Prof. Pelzer und die Ulmer Gruppe hatten sehr früh erkannt, dass die Finanzierung des BGE möglich sein muss, auch damit diese Idee für viele Menschen diskussionswürdig wird. Und das könnte erreicht werden, wenn möglichst wenig am bestehenden Steuersystem geändert werden müsste. Herausgekommen ist eine von Prof. Pelzer entwickelte mathematische Formulierung, die nur aus Buchstaben (Parametern) besteht, für die wahlweise unterschiedliche Zahlen eingesetzt werden können, und in der alle relevanten volkswirtschaftlichen Daten erfasst sind (deswegen "wissenschaftlich begründet"). Sie bekam den Namen „Transfergrenzenmodell“ (TGM). Es wurde in Zusammenarbeit mit der Ulmer Gruppe weiter ausgearbeitet (sieheNavigation).

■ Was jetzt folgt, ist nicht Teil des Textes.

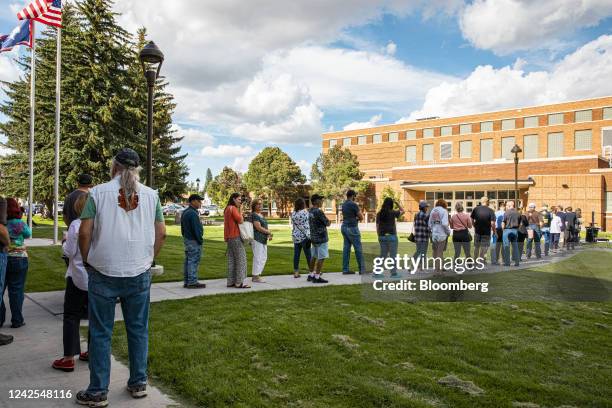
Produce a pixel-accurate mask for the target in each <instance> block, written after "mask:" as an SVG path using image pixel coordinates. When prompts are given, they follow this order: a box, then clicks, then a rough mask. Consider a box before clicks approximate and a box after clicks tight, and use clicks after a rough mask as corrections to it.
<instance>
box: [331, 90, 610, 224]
mask: <svg viewBox="0 0 612 408" xmlns="http://www.w3.org/2000/svg"><path fill="white" fill-rule="evenodd" d="M515 144H518V145H519V146H520V147H521V148H522V150H523V151H522V153H520V154H519V159H520V162H519V171H518V179H519V199H520V200H521V203H526V202H535V203H536V205H538V207H539V206H541V205H542V204H544V203H546V204H548V205H550V206H552V205H559V204H561V205H563V206H572V207H573V208H580V209H582V213H583V217H584V218H585V220H586V221H587V222H590V221H591V213H592V212H594V218H595V223H596V224H597V225H599V226H601V227H603V228H606V229H607V230H612V168H611V167H612V97H604V98H596V99H589V100H582V101H575V102H567V103H559V104H553V105H545V106H535V107H525V108H520V109H510V110H503V111H498V112H489V113H481V114H474V115H467V116H459V117H453V118H427V119H424V120H418V121H416V122H411V123H401V124H393V125H383V126H377V127H374V128H368V129H359V130H350V131H340V132H331V133H324V134H323V151H324V152H325V151H327V150H328V149H329V148H330V147H333V146H335V145H340V146H343V147H344V148H348V149H350V150H351V151H352V152H353V153H354V154H355V155H357V157H358V158H359V163H360V167H361V170H362V171H363V172H364V173H365V179H367V180H369V181H371V182H372V183H373V185H374V189H373V190H374V191H375V194H376V198H374V197H372V198H371V207H372V208H370V210H372V209H373V208H374V207H375V205H376V203H377V202H378V198H379V197H380V193H381V191H382V190H383V188H384V187H385V186H387V185H390V186H391V187H393V189H394V190H395V191H397V192H399V193H400V194H401V197H402V200H403V202H404V205H405V207H406V208H407V210H408V211H410V212H411V213H412V212H414V211H415V210H416V209H417V207H418V202H419V200H422V199H425V200H428V201H430V202H431V203H433V202H434V201H435V200H436V199H437V198H444V199H446V200H447V201H448V202H449V203H450V204H451V205H452V206H454V204H455V203H456V202H457V201H461V202H462V203H463V204H464V207H465V208H466V209H467V210H468V211H471V209H472V208H473V207H474V206H476V205H477V204H478V199H479V198H480V197H481V196H483V195H487V196H488V197H489V198H490V199H491V202H492V204H493V205H496V204H497V203H498V201H505V200H508V199H513V198H514V195H515V193H514V155H513V154H512V153H511V152H510V150H511V149H512V147H513V146H514V145H515ZM328 206H329V205H328Z"/></svg>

Anhand der vom Statistischen Bundesamt für das Jahr 2003 zur Verfügung gestellten Daten konnte nun erstmalig gezeigt werden, dass eine Finanzierung gesichert wäre.

 

Inzwischen haben viele Organisationen die Ulmer Initiative aufgegriffen, und sich ebenfalls Gedanken über die Finanzierung gemacht. Dabei sind – besonders im politischen Raum - einfachere und durchsichtigere Modelle entstanden, die wir in unsere Internetseite aufgenommen haben (siehe Navigation). Durch diese Modelle soll die Steuergesetzgebung grundlegend geändert werden (anders als im Transfergrenzenmodell), sodass eine gerechtere Verteilung der Einkommen im Sinne einer gesunden Balance ermöglicht wird. Deswegen werden diese von uns vorzugsweise in der Öffentlichkeit vertreten.

 

Gleichwohl kann das Ulmer TGM für sich in Anspruch nehmen, ein auf alle Volkswirtschaften anwendbares brauchbares Instrument für die Berechnung der Finanzierbarkeit des Grundeinkommens in beliebiger Höhe zu sein.